7. Suggère au Gouvernement de restreindre les conditions d’accès à la procédure d’admission au séjour pour soins et de renforcer les compétences de l’Office français de l’immigration et de l’intégration dans la gestion de ce dispositif ;

8. Invite le Gouvernement à envisager de modifier la protection santé des demandeurs d’asile provenant de pays d’origine sûrs.


([1])  Ces dix autres dispositifs sont le dispositif du « maintien des droits expirés » à la protection universelle maladie et à la complémentaire santé solidaire ; les soins dispensés à Mayotte ; les soins prodigués dans les centres de rétention administrative ; la mission d’intérêt général « précarité » ; les permanences d’accès aux soins de santé ; l’admission au séjour pour soins ; les soins en détention ; les équipes mobiles « psychiatrie précarité » ; les Samu sociaux et des dépenses fiscales.

([2])  Décret n° 2023‑311 du 25 avril 2023 relatif à la fermeture des droits à la protection universelle maladie et aux conséquences sur le service des prestations.
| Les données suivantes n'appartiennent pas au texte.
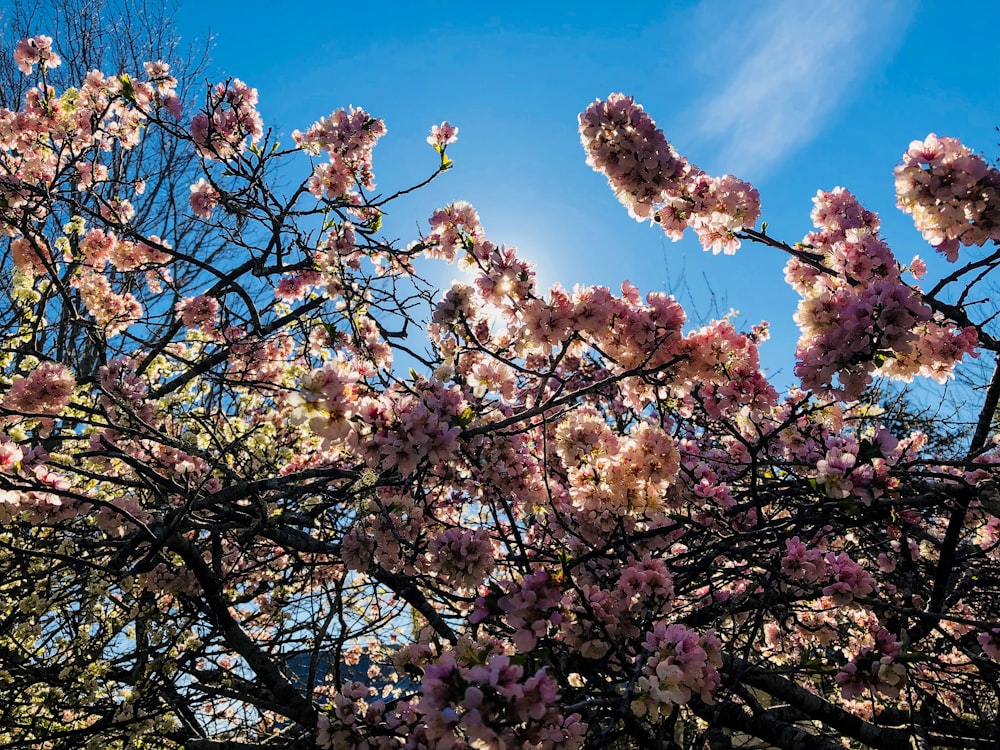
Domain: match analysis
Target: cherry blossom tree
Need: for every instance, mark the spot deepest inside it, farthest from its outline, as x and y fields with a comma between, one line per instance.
x=301, y=499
([3])  L’article L. 531‑25 du Ceseda dispose qu’un « pays est considéré comme un pays d’origine sûr lorsque, sur la base de la situation légale, de l’application du droit dans le cadre d’un régime démocratique et des circonstances politiques générales, il peut être démontré que, d’une manière générale et uniformément pour les hommes comme pour les femmes, quelle que soit leur orientation sexuelle, il n’y est jamais recouru à la persécution, ni à la torture, ni à des peines ou traitements inhumains ou dégradants et qu’il n’y a pas de menace en raison d’une violence qui peut s’étendre à des personnes sans considération de leur situation personnelle dans des situations de conflit armé international ou interne ». La liste actuelle des pays d’origine sûrs comprend les 13 pays suivants : Albanie, Arménie, Bosnie‑Herzégovine, Cap‑Vert, Géorgie, Inde, Macédoine du Nord, Maurice, Moldavie, Mongolie, Monténégro, Serbie et Kosovo.

([4])  Enquête menée par l’Institut de santé publique, d’épidémiologie et de développement (ISPED) de l’université de Bordeaux, l’Institut de recherche et documentation en économie de la santé (IRDES) et l’université de Paris Dauphine.